Opening the Property Tax Appeals Floodgates? Indiana Tax Court finds no Statute of Limitations to File Form 133 petitions, Urges State to Act with Haste

Opening the Property Tax Appeals Floodgates? Indiana Tax Court finds no Statute of Limitations to File Form 133 petitions, Urges State to Act with Haste

As the 2013 calendar turns to 2014, the Indiana Tax Court has held that time stands still for Form 133 Petitions for Correction of an Error.  In Hutcherson v. Hamilton County Assessor (Dec. 27, 2013), the Court held that no statute of limitations applies to the filing of a Form 133 Petition.  In that decision, Owners sought to correct the Auditor’s failure to apply a homestead deduction to their home.  They had applied for the deduction in 2003, but they hadn’t received the deduction for the ensuing tax years.  The oversight was corrected for the 2008, 2009, and 2010 tax years.  However, for the 2004 through 2007 tax years, Owners filed Form 133 petitions, claiming that “through an error of omission by a county official, they were not given credit for the homestead deduction as permitted by law.” Slip op. at 2.  They didn’t file refund claims with the petitions (note:  the petition states, “Taxpayers asking for a refund of taxes already paid must also file a claim for refund (Form 17T) with the County Auditor”).  The Indiana Board denied the petitions without conducting a hearing, holding the petitions were untimely “because they were not filed within three years after the taxes were first due as required by Indiana Code § 6-1.1-26-1 to obtain a refund.”  Slip op. at 2.  Owners appealed, and the Assessor filed a motion to dismiss based on the alleged untimely filings.

Court had subject matter jurisdiction over the claims.  Because Owners’ claims arose under Indiana tax law and were initial appeals of final determinations from the Indiana Board, the Court had subject matter jurisdiction over them.  Slip op. at 5.  Even if the appeals had been late filed, that would not strip the Court of its subject matter jurisdiction.  The Court explained:  “Failure to comply with a statutory requirement, such as a statute of limitations . . . would not rob the Court of subject matter jurisdiction, but would prevent the Court from exercising its subject matter jurisdiction to resolve the matter.”  Id. (citations omitted).

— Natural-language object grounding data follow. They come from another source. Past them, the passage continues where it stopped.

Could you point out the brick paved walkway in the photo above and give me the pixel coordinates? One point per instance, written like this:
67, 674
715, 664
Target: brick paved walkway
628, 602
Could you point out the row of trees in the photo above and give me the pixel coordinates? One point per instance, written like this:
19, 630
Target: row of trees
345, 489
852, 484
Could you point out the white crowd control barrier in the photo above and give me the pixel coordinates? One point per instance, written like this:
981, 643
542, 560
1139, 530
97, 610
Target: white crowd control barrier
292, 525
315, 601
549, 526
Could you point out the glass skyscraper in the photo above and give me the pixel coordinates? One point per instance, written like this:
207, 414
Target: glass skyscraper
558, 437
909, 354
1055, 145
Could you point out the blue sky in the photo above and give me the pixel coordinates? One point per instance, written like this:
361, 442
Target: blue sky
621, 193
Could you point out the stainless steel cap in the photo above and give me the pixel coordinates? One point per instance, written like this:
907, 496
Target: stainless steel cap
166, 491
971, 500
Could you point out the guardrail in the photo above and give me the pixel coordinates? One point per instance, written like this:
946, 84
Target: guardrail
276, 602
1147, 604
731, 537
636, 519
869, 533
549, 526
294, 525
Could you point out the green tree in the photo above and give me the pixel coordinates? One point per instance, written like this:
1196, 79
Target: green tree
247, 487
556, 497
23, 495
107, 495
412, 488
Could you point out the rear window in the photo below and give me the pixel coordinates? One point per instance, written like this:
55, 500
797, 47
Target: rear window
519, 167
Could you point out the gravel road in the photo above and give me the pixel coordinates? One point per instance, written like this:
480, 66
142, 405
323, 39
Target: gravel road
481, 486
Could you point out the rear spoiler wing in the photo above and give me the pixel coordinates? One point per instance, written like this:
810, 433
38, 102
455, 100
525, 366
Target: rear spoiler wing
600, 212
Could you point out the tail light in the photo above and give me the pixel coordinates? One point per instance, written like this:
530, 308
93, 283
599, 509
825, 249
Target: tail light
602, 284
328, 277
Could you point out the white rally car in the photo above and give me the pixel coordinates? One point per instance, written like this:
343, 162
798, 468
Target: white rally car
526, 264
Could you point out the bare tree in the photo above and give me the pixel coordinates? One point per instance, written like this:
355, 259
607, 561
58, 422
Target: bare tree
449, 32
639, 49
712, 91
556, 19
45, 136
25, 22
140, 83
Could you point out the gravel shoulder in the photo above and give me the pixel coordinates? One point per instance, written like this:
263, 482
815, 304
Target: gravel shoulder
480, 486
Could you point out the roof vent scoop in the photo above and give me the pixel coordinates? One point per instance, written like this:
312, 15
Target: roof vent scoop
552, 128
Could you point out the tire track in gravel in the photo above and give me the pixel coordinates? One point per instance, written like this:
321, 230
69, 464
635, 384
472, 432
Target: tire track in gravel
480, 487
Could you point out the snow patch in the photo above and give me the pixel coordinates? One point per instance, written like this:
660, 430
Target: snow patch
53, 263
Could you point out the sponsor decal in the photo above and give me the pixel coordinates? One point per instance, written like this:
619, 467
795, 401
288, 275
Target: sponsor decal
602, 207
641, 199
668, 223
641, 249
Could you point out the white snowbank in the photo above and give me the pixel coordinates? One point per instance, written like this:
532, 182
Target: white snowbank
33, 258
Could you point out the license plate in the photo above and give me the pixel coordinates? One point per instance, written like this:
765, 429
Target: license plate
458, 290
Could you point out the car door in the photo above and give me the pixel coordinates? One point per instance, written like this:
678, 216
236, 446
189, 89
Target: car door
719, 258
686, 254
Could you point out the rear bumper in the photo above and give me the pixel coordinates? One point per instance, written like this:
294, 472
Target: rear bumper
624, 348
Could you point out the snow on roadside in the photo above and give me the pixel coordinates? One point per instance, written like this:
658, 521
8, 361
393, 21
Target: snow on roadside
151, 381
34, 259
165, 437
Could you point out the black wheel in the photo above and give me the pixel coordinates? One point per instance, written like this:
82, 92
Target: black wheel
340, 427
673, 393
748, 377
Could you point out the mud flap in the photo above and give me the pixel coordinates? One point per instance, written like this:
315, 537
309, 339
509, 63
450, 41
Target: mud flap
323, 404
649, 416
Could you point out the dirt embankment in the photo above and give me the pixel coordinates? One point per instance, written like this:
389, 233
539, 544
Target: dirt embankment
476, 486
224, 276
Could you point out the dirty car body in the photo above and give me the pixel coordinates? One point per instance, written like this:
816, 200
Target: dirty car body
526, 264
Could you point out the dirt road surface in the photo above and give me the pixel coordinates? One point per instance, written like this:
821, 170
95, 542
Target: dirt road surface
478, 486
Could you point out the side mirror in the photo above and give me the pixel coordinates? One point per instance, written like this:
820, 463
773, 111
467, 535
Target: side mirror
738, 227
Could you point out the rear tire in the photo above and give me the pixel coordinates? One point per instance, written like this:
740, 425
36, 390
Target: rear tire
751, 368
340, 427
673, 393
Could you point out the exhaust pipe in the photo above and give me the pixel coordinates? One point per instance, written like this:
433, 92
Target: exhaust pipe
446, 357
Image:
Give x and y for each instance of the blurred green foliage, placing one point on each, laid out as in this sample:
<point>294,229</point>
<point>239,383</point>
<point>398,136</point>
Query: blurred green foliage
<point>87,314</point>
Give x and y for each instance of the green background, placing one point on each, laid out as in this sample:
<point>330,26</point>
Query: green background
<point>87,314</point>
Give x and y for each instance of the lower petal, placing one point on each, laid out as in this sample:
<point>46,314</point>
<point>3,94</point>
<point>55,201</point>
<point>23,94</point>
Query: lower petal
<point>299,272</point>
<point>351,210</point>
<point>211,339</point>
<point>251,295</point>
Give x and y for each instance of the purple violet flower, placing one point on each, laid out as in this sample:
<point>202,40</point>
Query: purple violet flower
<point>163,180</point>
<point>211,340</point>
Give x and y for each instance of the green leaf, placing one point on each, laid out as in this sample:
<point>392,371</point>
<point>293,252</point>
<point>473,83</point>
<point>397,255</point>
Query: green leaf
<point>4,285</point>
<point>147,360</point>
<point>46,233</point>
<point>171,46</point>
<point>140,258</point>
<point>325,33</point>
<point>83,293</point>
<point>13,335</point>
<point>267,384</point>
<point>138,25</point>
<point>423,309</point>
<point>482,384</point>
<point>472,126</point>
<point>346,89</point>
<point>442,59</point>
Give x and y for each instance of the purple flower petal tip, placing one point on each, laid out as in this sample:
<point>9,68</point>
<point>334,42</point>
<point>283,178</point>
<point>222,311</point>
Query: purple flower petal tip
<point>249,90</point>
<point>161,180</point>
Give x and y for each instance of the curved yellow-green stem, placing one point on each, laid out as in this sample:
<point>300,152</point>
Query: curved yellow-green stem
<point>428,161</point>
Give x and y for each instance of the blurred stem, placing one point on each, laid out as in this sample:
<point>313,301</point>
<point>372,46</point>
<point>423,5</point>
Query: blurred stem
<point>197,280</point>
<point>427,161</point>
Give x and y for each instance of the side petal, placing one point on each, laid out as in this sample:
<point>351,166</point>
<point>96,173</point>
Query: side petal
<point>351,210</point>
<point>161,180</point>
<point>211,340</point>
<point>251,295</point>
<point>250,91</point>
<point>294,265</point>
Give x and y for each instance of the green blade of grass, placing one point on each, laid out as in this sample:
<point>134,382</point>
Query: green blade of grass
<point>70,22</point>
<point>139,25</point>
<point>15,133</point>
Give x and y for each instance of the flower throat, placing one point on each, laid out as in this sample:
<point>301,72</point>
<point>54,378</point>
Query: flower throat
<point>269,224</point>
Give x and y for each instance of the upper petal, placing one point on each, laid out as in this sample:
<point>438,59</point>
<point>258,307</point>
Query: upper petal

Plain language of statute shows Form 133 petitions not governed by statute of limitations.  Indiana Code § 6-1.1-15-12 authorizes the Form 133 petition.  A statute of limitations to file the petition is “conspicuously absent” from the statute or elsewhere in Ind. Code § 6-1.1-15, the Court noted.  Slip op. at 6.  A 1989 regulation did state there was a three-year statute of limitations “on claiming a refund of tax” if an error existed – but that was repealed in 2000.  Id.  New regulations lacked any time limits on filing.  The Court would not read a limit into the Form 133 statute not placed there by the legislature.  Slip op. at 8.  Without a specific cross reference, the Court refused to incorporate the three-year statute of limitations for filing a refund under Ind. Code § 6-1.1-26-1 into the Form 133 statute.  Slip op. at 9.  The two statutes are independent.  Slip op. at 9-10.  “Thus, the time limitation in the Refund Statute does not apply to the [Owners’] petitions to correct error.”  Slip op. at 10.

Opening the floodgates?  The Court expressed concern that its decision “has the potential to open the floodgates for petition to correct error appeals by finding . . . no statutory or regulatory time limitation exists” to file the appeals.  Slip op. at 11.  Accordingly, the Court “ardently urges the Legislature or the Department of Local Government Finance to act with all haste to provide security against stale claims arising under” the Form 133 statute.